Infatti, dalla lettura dell'e-mail non riesco a capire se il tecnico abbia continuato ad assumere questa condotta anche dopo il 2007 (si parla infatti di alcuni siti web che, riportano quanto appariva all’epoca dei fatti nella sezione tennis del sito web del circolo e questo mi fa sorgere dei dubbi); quindi se si fosse trattato di un comportamento cessato nel 2007, il sedicente Maestro nazionale ed il circolo beneficerebbero della prescrizione disciplinare prevista dall'art.48 I comma del Regolamento di Giustizia il quale fissa in due anni il termine medesimo (già ampiamente decorso).

- In conclusione penso che, allo stato attuale e stante la prescrizione, sia difficile ipotizzare un provvedimento disciplinare a carico di questi soggetti, a meno che tuttora non persistano nell'adottare la condotta illegittima.

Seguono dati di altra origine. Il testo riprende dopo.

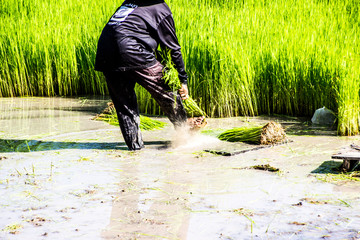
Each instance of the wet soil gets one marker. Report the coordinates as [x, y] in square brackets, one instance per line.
[66, 176]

Inoltre anche in tale ultima ipotesi, considerata la sentenza del caso Pistolesi, la FIT medio tempore non avrebbe nemmeno il potere di irrogare una sanzione.

- Esaurito finalmente questo parere, volevo comunicarti una notizia interessante che potrebbe incidere in modo determinante sempre sul giudizio di Pistolesi.

Infatti, sono venuto a conoscenza che la Corte Costituzionale, nell'udienza dello scorso 14.12.2010, ha esaminato una questione di illegittimità costituzionale concernente l'art. 2 del Decreto Legge 220 / 2003 che, come noto, prevede i limiti della giurisdizione dei Tribunali amministrativi sui provvedimenti sanzionatori sportivi e la conseguente sfera di autonomia delle federazioni. Il caso riguarda una controversia tra un dirigente di una società cestistica italiana che chiede l'annullamento di una sanzione comminata dalla Federbasket. Devi sapere infatti che c'è una forte disputa giurisprudenziale tra TAR Lazio e Consiglio di Stato circa i limiti della loro giurisdizione; da un lato il TAR amplia notevolmente tale sfera, mentre il Consiglio di Stato ha assunto sempre un atteggiamento restrittivo tale da assicurare una piena autonomia agli organi di giustizia sportiva.

Se la Corte Costituzionale prenderà posizione su tale dibattito, ciò potrebbe condizionare inevitabilmente anche il processo d'appello di Pistolesi (la FIT eccepì il difetto assoluto di giurisdizione del giudice amministrativo), anche se ritengo che molto probabilmente la Corte dichiarerà l'inammissibilità o la manifesta infondatezza della questione senza entrare nel merito (per ragioni giuridiche che per ora evito di spiegarti per non confonderti troppo le idee). In genere i tempi per il deposito della deliberazione della Corte Costituzionale sono brevi, non più di un mese o al massimo un mese e mezzo dalla data di udienza; perciò, se saprò qualcosa ve lo comunicherò subito.